On the other hand, it is also an issue of credibility for the aspiring countries. Since 2003, only two candidates have become member states, so if enlargement becomes too much of a moving target, at the end of the day, the aspiring countries might start looking to other centers of power that are more credible, reliable and able to deliver on promises.
The Western Balkans is the only region where enlargement coincides with reconciliation among nations. And if incentives for good behavior disappear, bad behavior might prevail.
For all these reasons, the EU has to be prudent, astute and bold enough to realize that it is much better to have the aspiring countries at the table for the sake of its future, stability and raison d’être.
The Last Mile…
The case of Montenegro should be an easy one. A country of 620,000 inhabitants, with 75% in support for EU and NATO membership, as well as being fully committed to EU foreign policy, is something that the union could easily digest. A country this size could not, by any means, hamper the EU decision-making process.

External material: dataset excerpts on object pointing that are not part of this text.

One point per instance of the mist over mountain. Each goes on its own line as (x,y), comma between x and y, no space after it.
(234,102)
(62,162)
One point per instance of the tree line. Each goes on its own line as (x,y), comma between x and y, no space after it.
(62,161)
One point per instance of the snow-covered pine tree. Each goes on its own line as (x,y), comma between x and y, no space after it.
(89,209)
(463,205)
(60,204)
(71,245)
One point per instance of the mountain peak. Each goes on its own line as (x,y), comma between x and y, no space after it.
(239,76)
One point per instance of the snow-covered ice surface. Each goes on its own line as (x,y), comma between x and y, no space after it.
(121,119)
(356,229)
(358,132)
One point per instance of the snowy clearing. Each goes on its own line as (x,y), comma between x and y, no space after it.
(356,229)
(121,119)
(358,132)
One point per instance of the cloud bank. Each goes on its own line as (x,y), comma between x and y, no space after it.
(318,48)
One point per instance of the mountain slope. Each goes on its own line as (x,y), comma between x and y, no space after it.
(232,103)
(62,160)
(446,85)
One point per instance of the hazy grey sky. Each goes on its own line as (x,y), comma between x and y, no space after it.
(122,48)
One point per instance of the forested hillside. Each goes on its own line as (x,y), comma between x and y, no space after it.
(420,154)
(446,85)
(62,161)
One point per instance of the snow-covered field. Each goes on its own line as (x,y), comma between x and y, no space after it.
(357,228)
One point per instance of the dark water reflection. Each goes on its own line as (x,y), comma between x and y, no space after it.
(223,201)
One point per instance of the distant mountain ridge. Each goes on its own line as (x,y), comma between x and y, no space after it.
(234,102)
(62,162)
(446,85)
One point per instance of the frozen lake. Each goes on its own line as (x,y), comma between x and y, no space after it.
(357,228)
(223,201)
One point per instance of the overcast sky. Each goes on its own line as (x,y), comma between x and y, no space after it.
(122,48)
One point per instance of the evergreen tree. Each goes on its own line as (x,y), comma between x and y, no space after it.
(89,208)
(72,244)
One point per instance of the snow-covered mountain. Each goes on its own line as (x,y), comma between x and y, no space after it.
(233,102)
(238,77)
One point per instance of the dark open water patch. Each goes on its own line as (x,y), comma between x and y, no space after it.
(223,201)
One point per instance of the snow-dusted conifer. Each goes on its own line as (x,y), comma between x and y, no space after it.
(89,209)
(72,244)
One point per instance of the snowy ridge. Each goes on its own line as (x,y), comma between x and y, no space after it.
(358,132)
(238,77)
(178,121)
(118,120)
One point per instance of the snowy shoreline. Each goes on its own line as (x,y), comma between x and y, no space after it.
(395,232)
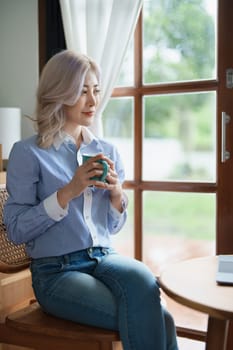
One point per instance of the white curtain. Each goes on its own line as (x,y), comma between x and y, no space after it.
(101,29)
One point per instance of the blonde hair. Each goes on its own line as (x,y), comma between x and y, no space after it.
(61,83)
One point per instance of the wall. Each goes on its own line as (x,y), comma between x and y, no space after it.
(19,57)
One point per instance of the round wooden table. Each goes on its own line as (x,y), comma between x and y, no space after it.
(193,283)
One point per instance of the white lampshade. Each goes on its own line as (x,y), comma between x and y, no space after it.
(10,128)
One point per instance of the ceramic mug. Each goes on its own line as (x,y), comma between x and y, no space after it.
(101,161)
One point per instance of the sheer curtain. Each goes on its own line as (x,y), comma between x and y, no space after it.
(101,29)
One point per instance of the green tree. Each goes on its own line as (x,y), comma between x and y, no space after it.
(179,40)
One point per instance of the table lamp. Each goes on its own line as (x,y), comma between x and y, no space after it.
(10,132)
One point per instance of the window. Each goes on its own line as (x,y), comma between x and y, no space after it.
(164,119)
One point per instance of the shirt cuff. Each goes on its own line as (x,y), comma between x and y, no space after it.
(53,209)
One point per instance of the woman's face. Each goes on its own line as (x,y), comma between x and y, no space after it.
(83,111)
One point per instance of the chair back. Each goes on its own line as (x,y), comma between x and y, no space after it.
(13,257)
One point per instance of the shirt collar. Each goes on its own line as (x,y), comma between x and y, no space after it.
(63,136)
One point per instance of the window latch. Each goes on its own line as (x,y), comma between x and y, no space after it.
(229,78)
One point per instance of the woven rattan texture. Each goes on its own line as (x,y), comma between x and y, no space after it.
(10,253)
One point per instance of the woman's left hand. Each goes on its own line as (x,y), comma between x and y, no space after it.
(113,185)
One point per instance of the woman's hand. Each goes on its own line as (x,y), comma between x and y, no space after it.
(81,180)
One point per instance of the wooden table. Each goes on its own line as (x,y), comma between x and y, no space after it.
(193,283)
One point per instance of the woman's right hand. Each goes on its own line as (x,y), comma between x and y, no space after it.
(81,180)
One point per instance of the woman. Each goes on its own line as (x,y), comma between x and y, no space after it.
(66,218)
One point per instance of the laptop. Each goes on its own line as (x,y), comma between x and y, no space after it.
(225,270)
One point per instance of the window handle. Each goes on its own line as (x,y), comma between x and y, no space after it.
(225,155)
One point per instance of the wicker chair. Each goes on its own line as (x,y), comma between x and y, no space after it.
(30,326)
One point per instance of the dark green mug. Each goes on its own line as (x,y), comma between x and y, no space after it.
(101,161)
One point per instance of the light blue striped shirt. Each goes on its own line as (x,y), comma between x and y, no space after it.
(32,214)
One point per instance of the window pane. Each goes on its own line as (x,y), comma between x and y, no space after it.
(118,129)
(179,40)
(178,226)
(123,241)
(126,75)
(180,137)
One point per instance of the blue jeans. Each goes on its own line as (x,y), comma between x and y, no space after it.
(99,287)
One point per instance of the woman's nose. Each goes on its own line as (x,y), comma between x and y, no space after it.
(91,99)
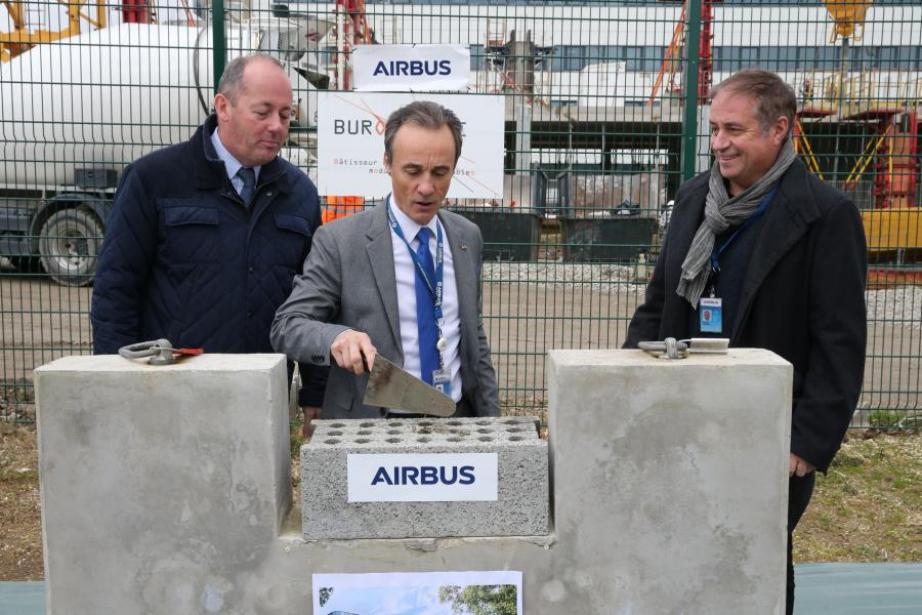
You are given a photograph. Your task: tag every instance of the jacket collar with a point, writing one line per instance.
(209, 171)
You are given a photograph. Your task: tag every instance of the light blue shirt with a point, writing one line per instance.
(231, 164)
(405, 276)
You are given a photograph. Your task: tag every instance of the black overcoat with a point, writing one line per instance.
(802, 298)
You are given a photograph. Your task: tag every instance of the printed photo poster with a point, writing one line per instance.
(350, 143)
(418, 593)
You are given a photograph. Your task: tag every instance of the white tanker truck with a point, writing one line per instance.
(74, 113)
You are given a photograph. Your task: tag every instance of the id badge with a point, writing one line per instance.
(710, 315)
(441, 380)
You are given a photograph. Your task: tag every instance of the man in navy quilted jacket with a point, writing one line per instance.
(205, 237)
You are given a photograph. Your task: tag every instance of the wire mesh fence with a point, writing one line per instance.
(604, 117)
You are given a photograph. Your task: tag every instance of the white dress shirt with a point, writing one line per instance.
(405, 274)
(231, 164)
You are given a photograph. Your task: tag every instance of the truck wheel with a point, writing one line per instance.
(26, 264)
(68, 244)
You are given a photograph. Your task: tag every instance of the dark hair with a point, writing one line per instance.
(423, 113)
(774, 98)
(231, 82)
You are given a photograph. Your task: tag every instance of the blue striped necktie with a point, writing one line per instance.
(248, 175)
(425, 308)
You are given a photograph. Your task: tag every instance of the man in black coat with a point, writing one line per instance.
(760, 251)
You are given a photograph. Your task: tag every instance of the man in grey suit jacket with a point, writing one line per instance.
(370, 287)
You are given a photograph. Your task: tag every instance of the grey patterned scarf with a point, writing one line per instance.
(720, 213)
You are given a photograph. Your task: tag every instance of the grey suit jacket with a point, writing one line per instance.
(349, 282)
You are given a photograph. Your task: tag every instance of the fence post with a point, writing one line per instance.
(219, 52)
(690, 91)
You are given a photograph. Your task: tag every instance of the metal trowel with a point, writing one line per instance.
(392, 387)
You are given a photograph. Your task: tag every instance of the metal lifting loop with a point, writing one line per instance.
(667, 349)
(160, 352)
(671, 348)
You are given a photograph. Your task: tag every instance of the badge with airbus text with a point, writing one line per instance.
(710, 315)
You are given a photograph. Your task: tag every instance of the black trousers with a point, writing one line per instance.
(799, 492)
(462, 409)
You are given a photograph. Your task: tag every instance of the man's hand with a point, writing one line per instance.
(799, 467)
(353, 350)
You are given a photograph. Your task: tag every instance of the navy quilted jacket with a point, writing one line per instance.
(185, 260)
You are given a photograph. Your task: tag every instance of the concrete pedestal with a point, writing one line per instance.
(163, 488)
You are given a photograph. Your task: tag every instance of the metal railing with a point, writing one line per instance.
(604, 120)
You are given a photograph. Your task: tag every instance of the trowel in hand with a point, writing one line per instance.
(392, 387)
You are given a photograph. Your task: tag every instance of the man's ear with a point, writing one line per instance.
(781, 129)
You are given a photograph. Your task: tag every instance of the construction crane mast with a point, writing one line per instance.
(21, 39)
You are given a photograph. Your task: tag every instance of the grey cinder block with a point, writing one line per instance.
(521, 507)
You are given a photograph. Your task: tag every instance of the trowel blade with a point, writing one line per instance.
(392, 387)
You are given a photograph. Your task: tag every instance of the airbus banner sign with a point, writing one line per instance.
(433, 477)
(350, 143)
(410, 68)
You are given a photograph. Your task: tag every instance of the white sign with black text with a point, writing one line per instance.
(410, 68)
(422, 477)
(350, 143)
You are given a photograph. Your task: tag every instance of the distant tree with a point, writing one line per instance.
(325, 593)
(480, 599)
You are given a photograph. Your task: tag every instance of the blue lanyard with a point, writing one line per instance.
(763, 205)
(434, 286)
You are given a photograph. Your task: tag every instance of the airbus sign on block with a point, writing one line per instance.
(434, 477)
(411, 68)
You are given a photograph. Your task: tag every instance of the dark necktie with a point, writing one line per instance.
(425, 308)
(248, 175)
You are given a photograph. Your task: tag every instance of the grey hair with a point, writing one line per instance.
(426, 114)
(773, 97)
(231, 83)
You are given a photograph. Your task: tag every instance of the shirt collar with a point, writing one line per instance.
(231, 164)
(409, 227)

The benefits of this easy enlargement would be manifold. It would demonstrate that, in spite of some setbacks along the way, the EU is still delivering. That would, beyond any doubt, reinvigorate mutual trust. Furthermore, the power of the Montenegrin example would encourage other Western Balkan countries to show real interest in becoming the next member states.
At the same time, it would be a strong signal to third parties that the region has not been forgotten, that the EU has just made a short break and now, again, claims its full right to it. That would make life easier for NATO as well by providing stability and security on its southern flank.
The best journeys are never easy or short. But one old European state, too small to have enemies, too smart to create them and too proud to be talked down to by anyone has been on the road for almost two decades, is hurrying toward the European family of nations where it has always belonged. It is high time for Montenegro to get there and for the story of those distant student dreams and hopes, music and harmony to have a happy ending.